# Christmas Medallion



## FarmChix (Mar 3, 2013)

Pulled her off the longarm yesterday. Better pics of the quilting on my blog (although not too much better.....)


----------



## Gretchen Ann (Aug 30, 2010)

Both views of the star looks pretty; on this site & on your blog. Very nice.

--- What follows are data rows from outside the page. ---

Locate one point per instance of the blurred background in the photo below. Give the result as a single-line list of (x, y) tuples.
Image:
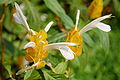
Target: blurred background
[(100, 58)]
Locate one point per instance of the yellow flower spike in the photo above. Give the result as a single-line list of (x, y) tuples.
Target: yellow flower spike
[(37, 48), (95, 9)]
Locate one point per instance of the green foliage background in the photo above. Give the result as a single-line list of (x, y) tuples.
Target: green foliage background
[(101, 51)]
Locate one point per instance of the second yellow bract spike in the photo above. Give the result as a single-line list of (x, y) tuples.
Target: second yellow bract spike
[(95, 9), (37, 53), (75, 37)]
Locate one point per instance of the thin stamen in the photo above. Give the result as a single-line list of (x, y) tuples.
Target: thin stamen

Isn't it a great feeling to finish up a UFO? :bouncy: :goodjob: :clap:


----------



## Debbie in Wa (Dec 28, 2007)

Love the colors, you did a great job.


----------



## Calico Katie (Sep 12, 2003)

That's really pretty! I love your colors and a Lone Star always looks so great.


----------



## Tinker (Apr 5, 2004)

Beautiful job!


----------



## Belfrybat (Feb 21, 2003)

Oh my, that is absolutely stunning. I really need to get over my fears of Y seams and make a Lone Star as I do love that pattern.


----------



## FarmChix (Mar 3, 2013)

Thanks all! Felt good to finish another of those blasted UFOs!!!!


----------



## CJ (May 10, 2002)

It's really beautiful, nice job!


----------



## AR Transplant (Mar 20, 2004)

so beautiful. Thanks for sharing!


----------